Why Does Moby-Dick (Sometimes) Have a Hyphen?

The hunt for the true story behind Melville’s hyphen is as mysterious as the famous white whale

Moby Dick
Maybe the white whale just wanted a hyphen. A. Burnham Shute

It took Herman Melville years of whaling, writing and working to create Moby-Dick, a book that managed to make its way into the American canon despite tepid reviews and miserable initial sales. But questions about the book’s meaning and the symbolism of the its white whale pale in comparison to a debate that has endured since the book’s publication: What’s the deal with the title’s hyphen?

The controversy dates back to the composition of the book, which was simply called The Whale before publication. Melville based his white whale in part on a real-life deadly albino whale named Mocha Dick.

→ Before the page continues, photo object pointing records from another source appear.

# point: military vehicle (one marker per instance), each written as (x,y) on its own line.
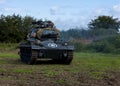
(44,42)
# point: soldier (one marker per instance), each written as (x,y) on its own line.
(48,26)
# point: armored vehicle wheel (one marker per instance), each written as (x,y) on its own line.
(27,55)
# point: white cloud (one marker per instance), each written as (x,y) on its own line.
(116,8)
(54,10)
(2,1)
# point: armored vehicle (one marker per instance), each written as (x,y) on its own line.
(44,42)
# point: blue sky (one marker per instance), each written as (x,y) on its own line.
(64,13)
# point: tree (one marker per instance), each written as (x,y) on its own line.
(105,22)
(27,24)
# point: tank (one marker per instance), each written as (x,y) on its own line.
(44,42)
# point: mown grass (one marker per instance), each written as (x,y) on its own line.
(94,64)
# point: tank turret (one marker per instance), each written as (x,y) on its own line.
(44,42)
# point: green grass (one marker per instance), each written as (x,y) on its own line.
(94,64)
(8,55)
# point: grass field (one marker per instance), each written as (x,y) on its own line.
(86,69)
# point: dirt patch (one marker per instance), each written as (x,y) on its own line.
(63,79)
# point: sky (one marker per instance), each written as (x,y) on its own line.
(65,14)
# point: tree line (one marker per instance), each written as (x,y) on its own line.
(102,34)
(14,28)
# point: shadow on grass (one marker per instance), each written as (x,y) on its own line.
(38,62)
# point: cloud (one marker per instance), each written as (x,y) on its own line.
(2,1)
(54,10)
(10,11)
(116,8)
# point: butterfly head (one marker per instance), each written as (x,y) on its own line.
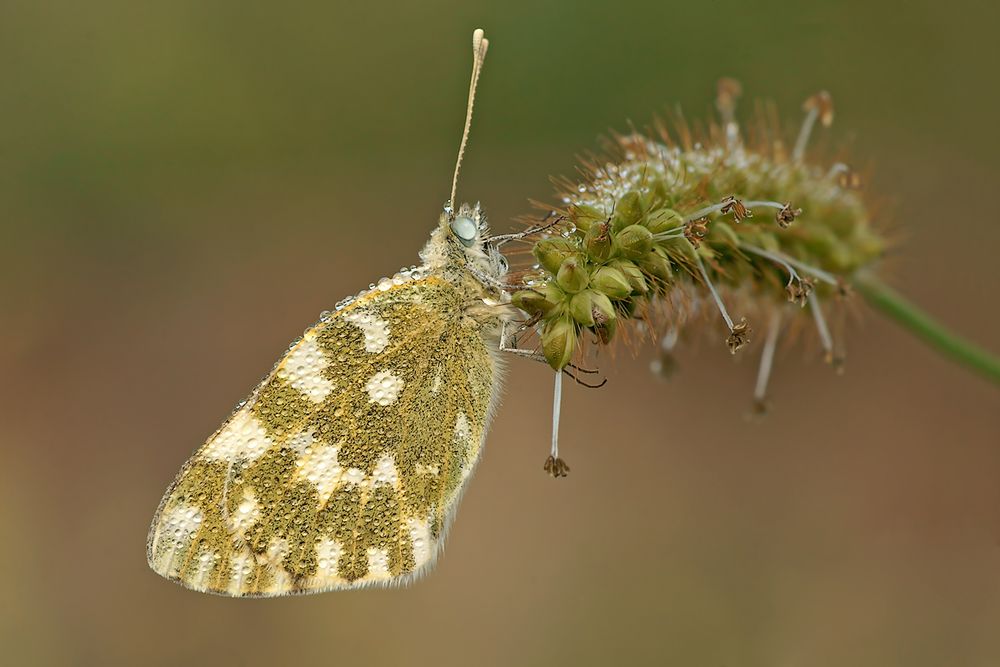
(461,241)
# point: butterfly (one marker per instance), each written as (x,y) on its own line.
(345,465)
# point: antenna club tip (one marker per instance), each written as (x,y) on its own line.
(479,41)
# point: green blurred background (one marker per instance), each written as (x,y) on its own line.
(185,185)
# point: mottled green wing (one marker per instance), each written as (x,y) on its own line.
(344,467)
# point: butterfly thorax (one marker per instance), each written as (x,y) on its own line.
(458,252)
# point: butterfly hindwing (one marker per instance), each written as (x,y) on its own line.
(345,465)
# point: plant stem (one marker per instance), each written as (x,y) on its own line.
(893,304)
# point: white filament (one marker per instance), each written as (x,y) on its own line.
(715,294)
(556,402)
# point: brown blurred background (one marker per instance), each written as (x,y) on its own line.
(185,185)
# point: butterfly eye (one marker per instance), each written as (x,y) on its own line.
(465,229)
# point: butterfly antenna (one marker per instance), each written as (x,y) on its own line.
(479,46)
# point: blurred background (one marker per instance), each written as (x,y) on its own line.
(185,185)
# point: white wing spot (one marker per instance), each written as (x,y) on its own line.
(385,471)
(462,431)
(247,513)
(303,369)
(180,524)
(327,555)
(240,568)
(420,534)
(378,564)
(321,468)
(204,566)
(243,436)
(384,388)
(376,331)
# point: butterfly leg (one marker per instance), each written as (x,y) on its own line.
(550,220)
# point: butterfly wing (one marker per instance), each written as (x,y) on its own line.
(346,464)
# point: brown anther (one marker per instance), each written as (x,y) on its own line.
(740,212)
(822,103)
(798,291)
(786,215)
(556,467)
(696,230)
(739,336)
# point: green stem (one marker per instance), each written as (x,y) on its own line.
(934,334)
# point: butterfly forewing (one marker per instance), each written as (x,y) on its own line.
(346,463)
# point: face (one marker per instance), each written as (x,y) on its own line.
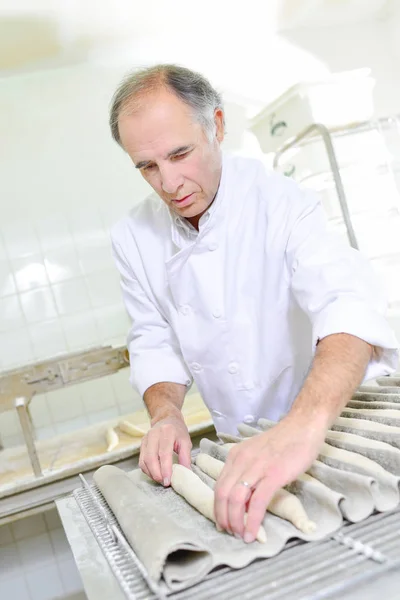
(173,153)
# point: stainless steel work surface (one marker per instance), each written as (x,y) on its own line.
(334,568)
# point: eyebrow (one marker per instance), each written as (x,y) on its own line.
(179,150)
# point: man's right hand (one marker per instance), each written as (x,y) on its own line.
(166,436)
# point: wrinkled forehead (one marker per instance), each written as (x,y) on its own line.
(155,118)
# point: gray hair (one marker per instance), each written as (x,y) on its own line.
(191,87)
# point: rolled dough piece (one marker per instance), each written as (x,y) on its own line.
(373,404)
(373,414)
(364,425)
(369,389)
(188,485)
(377,396)
(283,503)
(352,458)
(112,439)
(131,429)
(355,439)
(228,438)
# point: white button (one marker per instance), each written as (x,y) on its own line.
(248,419)
(216,413)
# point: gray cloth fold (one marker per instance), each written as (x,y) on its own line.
(380,395)
(369,429)
(356,473)
(178,546)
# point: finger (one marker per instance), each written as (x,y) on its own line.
(236,507)
(183,449)
(166,447)
(151,456)
(259,501)
(228,478)
(142,464)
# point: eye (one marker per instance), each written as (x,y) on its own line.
(178,156)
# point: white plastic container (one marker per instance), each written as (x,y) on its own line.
(343,98)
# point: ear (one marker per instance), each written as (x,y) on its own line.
(219,124)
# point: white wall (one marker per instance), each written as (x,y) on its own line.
(343,48)
(64,182)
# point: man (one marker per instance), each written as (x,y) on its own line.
(231,279)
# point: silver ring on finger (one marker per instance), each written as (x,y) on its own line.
(246,484)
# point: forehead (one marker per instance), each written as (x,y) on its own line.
(157,123)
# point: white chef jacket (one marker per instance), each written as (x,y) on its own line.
(239,306)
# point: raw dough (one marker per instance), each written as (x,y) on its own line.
(373,404)
(363,424)
(283,504)
(131,429)
(370,413)
(358,440)
(112,439)
(188,485)
(352,458)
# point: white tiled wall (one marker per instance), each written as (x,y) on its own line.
(36,562)
(64,184)
(74,407)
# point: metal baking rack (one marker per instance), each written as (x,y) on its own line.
(18,387)
(302,571)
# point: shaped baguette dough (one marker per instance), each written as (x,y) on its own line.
(352,458)
(112,439)
(131,429)
(283,504)
(358,440)
(364,424)
(197,493)
(388,413)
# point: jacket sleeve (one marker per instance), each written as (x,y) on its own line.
(336,287)
(153,347)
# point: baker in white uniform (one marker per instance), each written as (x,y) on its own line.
(232,280)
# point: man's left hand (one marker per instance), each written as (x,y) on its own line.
(257,468)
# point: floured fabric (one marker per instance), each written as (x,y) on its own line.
(369,429)
(357,472)
(381,395)
(178,546)
(374,403)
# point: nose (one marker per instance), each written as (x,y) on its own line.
(171,178)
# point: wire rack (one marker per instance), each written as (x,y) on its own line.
(303,571)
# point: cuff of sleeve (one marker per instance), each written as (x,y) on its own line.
(358,319)
(150,368)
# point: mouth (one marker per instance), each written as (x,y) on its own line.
(182,201)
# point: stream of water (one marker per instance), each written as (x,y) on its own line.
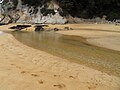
(74,49)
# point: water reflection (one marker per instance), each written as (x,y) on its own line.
(73,48)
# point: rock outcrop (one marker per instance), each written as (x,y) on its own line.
(47,13)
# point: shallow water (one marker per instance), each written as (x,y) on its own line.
(74,49)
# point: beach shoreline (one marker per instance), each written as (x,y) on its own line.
(25,68)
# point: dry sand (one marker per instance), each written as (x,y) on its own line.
(25,68)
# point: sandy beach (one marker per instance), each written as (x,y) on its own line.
(107,36)
(25,68)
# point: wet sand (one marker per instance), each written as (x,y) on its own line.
(107,36)
(25,68)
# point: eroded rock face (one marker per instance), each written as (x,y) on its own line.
(47,13)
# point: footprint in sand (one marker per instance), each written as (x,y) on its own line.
(24,72)
(34,75)
(40,81)
(56,75)
(60,86)
(72,77)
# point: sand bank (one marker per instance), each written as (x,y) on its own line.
(24,68)
(107,36)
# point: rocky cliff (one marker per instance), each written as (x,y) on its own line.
(22,12)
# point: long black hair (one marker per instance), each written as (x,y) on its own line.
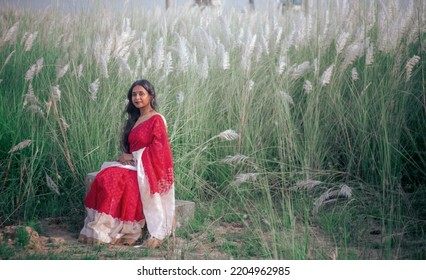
(134,113)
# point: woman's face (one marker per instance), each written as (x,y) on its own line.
(140,97)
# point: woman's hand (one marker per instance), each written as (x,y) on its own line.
(126,159)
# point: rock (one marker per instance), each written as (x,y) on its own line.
(56,240)
(184,209)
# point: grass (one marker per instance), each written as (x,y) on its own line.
(264,77)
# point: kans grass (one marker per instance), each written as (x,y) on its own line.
(305,127)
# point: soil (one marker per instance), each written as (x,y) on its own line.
(55,238)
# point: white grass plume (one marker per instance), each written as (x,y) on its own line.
(281,64)
(168,64)
(205,68)
(225,58)
(30,98)
(7,60)
(158,59)
(286,97)
(235,159)
(34,108)
(410,65)
(354,74)
(352,52)
(30,40)
(326,76)
(341,41)
(308,184)
(52,184)
(300,69)
(29,75)
(180,98)
(56,93)
(11,34)
(64,123)
(244,177)
(369,56)
(307,86)
(20,146)
(93,89)
(62,71)
(78,71)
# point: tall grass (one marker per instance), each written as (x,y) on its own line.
(328,102)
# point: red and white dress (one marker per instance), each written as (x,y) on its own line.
(123,198)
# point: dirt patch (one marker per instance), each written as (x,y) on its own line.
(55,238)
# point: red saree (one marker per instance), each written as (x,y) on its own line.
(123,198)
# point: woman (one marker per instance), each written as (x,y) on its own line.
(138,188)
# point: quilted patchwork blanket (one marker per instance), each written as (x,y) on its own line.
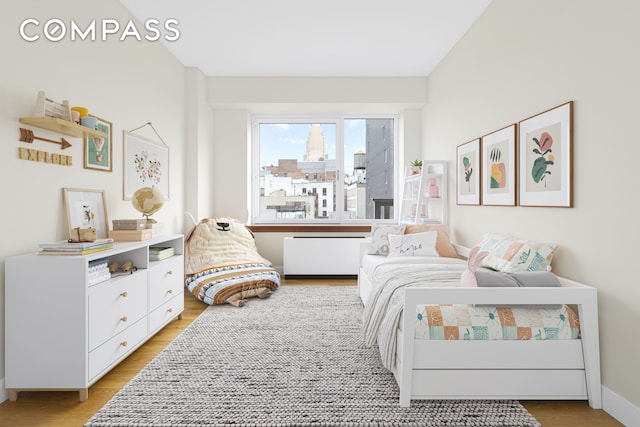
(384,311)
(468,322)
(219,285)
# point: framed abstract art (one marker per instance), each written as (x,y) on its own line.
(545,158)
(499,167)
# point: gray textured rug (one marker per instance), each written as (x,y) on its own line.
(295,359)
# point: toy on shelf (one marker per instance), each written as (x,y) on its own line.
(47,107)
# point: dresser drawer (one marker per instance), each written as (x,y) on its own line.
(116,348)
(116,304)
(165,280)
(167,311)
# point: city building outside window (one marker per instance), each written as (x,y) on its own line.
(324,170)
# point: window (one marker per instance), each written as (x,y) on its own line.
(324,170)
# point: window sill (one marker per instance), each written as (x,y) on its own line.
(337,228)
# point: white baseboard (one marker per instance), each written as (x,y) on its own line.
(620,408)
(4,393)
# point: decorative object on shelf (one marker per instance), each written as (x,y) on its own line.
(89,122)
(432,190)
(117,269)
(47,107)
(68,247)
(86,209)
(61,126)
(146,164)
(416,167)
(129,224)
(82,112)
(82,235)
(98,150)
(499,164)
(131,235)
(147,201)
(158,253)
(468,160)
(545,165)
(27,135)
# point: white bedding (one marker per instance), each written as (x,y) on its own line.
(384,307)
(371,262)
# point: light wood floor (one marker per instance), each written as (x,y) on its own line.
(49,408)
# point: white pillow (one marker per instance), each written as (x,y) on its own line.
(417,244)
(379,240)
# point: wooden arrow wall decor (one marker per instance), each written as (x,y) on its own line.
(27,135)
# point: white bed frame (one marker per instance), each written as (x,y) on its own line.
(527,370)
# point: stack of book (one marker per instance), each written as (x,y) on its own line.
(158,253)
(98,271)
(64,247)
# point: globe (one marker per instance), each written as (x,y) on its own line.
(147,201)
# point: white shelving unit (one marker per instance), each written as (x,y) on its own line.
(419,203)
(63,333)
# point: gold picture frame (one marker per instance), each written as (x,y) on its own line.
(86,209)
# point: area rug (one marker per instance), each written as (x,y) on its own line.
(295,359)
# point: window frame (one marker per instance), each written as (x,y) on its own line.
(338,121)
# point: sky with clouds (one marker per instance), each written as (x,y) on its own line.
(288,141)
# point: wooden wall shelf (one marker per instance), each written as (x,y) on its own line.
(62,126)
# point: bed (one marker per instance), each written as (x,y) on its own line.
(558,369)
(223,266)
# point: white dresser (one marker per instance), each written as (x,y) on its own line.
(62,333)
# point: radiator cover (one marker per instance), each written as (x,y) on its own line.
(321,256)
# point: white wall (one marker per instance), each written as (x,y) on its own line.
(128,83)
(519,59)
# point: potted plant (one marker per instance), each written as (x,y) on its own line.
(416,167)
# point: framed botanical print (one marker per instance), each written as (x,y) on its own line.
(499,167)
(468,168)
(98,151)
(545,163)
(146,164)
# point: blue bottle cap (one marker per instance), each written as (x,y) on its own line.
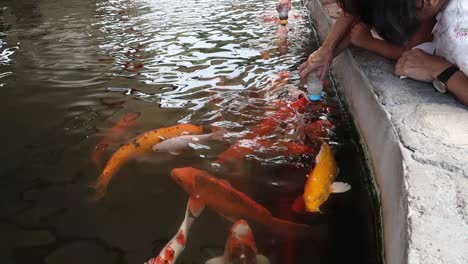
(314,97)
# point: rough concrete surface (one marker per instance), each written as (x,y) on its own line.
(417,142)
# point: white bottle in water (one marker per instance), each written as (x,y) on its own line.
(314,87)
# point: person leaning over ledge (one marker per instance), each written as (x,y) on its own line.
(448,68)
(403,25)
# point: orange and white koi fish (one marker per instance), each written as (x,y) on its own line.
(230,202)
(139,145)
(264,128)
(240,247)
(177,145)
(321,182)
(115,132)
(176,245)
(250,146)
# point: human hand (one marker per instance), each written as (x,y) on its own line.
(319,62)
(360,35)
(420,66)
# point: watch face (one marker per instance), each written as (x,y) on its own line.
(439,86)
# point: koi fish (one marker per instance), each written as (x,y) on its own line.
(240,247)
(230,202)
(320,183)
(176,245)
(176,145)
(319,128)
(250,146)
(265,127)
(141,144)
(115,132)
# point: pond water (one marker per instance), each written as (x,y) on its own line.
(70,70)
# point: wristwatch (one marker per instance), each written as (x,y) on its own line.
(440,84)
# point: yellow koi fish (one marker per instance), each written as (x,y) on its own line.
(321,182)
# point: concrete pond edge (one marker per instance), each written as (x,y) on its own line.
(417,146)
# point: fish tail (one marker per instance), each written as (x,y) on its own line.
(289,228)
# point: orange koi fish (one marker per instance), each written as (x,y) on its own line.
(264,128)
(319,128)
(240,247)
(176,245)
(115,132)
(230,202)
(141,144)
(320,183)
(250,146)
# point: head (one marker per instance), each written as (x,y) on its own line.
(185,178)
(314,200)
(395,20)
(240,247)
(428,9)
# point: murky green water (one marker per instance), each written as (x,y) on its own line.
(69,70)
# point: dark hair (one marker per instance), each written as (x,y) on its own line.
(394,20)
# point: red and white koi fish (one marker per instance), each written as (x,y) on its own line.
(177,145)
(264,128)
(176,245)
(230,202)
(240,247)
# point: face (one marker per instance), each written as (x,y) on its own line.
(428,9)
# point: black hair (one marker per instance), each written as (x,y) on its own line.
(394,20)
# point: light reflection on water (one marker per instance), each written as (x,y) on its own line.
(69,70)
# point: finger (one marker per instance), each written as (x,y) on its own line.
(323,74)
(303,65)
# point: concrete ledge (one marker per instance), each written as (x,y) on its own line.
(417,143)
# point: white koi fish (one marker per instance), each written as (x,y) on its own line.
(177,145)
(240,247)
(176,245)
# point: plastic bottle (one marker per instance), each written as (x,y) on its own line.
(283,7)
(314,87)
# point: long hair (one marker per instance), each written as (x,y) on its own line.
(394,20)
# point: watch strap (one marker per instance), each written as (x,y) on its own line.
(445,75)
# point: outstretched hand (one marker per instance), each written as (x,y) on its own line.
(319,62)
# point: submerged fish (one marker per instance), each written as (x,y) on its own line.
(176,245)
(230,202)
(240,247)
(141,144)
(177,145)
(266,127)
(115,132)
(320,183)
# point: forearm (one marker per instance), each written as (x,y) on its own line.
(385,49)
(339,31)
(458,86)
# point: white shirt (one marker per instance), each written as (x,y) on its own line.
(451,33)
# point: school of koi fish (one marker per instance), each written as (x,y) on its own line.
(206,190)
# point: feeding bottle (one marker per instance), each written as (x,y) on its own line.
(314,87)
(283,7)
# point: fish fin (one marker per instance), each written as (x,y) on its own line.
(298,205)
(229,218)
(340,187)
(219,135)
(287,228)
(226,182)
(217,260)
(262,260)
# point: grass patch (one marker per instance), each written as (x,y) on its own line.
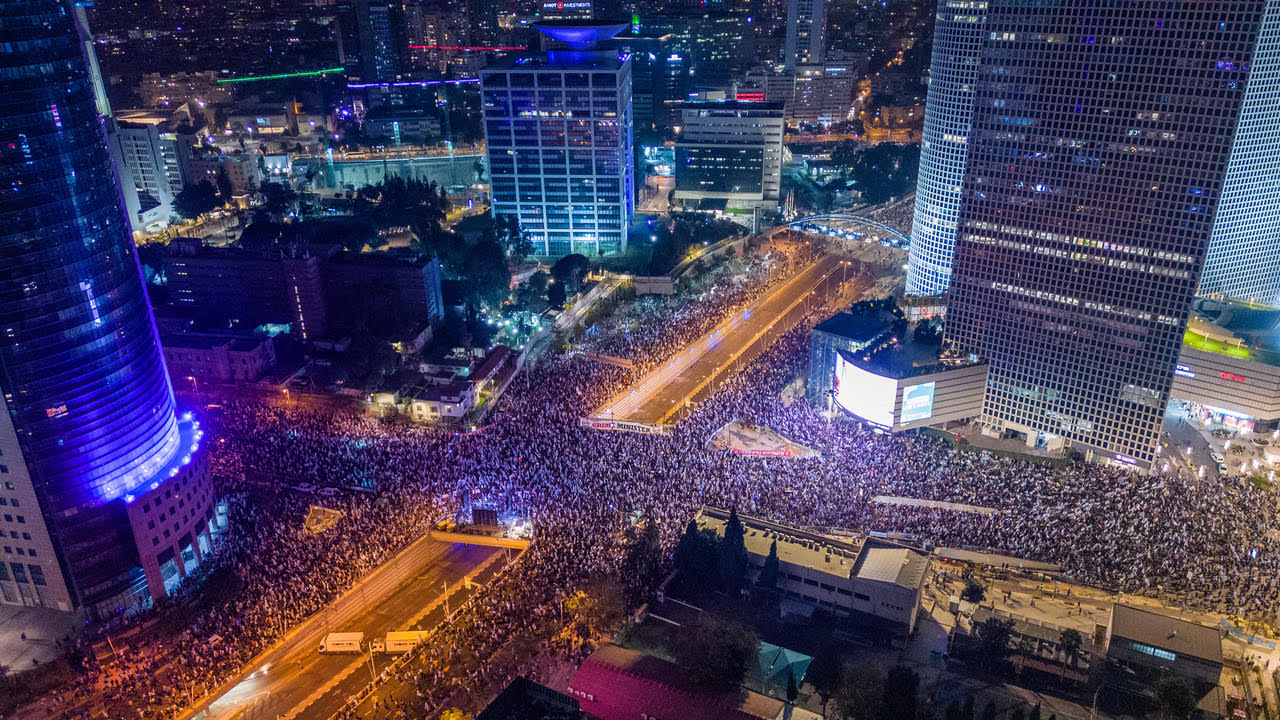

When the book was published in England, it bore that straightforward title. In a historical note to a scholarly edition of the book, Melville scholar G. Thomas Tanselle writes that Melville’s brother, Allan, made a last-minute change to the title of the American edition. “[Melville] has determined upon a new title,” his brother wrote. “It is thought here that the new title will be a better selling title…Moby-Dick is a legitimate title for the book.”

Moby-Dick Title Page
The title page of the American edition of Moby-Dick, complete with confusing hyphen. Public Domain - Wikimedia Commons

The American edition went to press, hyphen intact, despite the fact that the whale within was only referred to with a hyphen one time. Hyphenated titles would have been familiar to Victorian-era readers, who were used to “fairy-tales” and “year-books.” Even Melville enjoyed a good hyphen now and then, as the title of his book White-Jacket proves. But it’s still unclear whether Melville, who didn’t use a hyphen inside the book, chose a hyphen for the book’s title or whether his brother punctuated the title incorrectly.

Whether you chalk it up to typographical error, long-obsolete custom or authorial intention, the hunt for the true story behind Moby-Dick’s hyphen continues. These days, most scholars simply refer to the book with a hyphen and the whale without.

But not everyone prefers to hyphenate: A quick look at this bookshelf filled with Moby-Dicks shows that the hyphen is anything but standard. The discrepancy even extends to the silver screen. If you go to see In the Heart of the Sea this weekend, you’ll see plenty of sailors, suffering and even a whale that inspired Melville’s story—but there won’t be a hyphen in sight.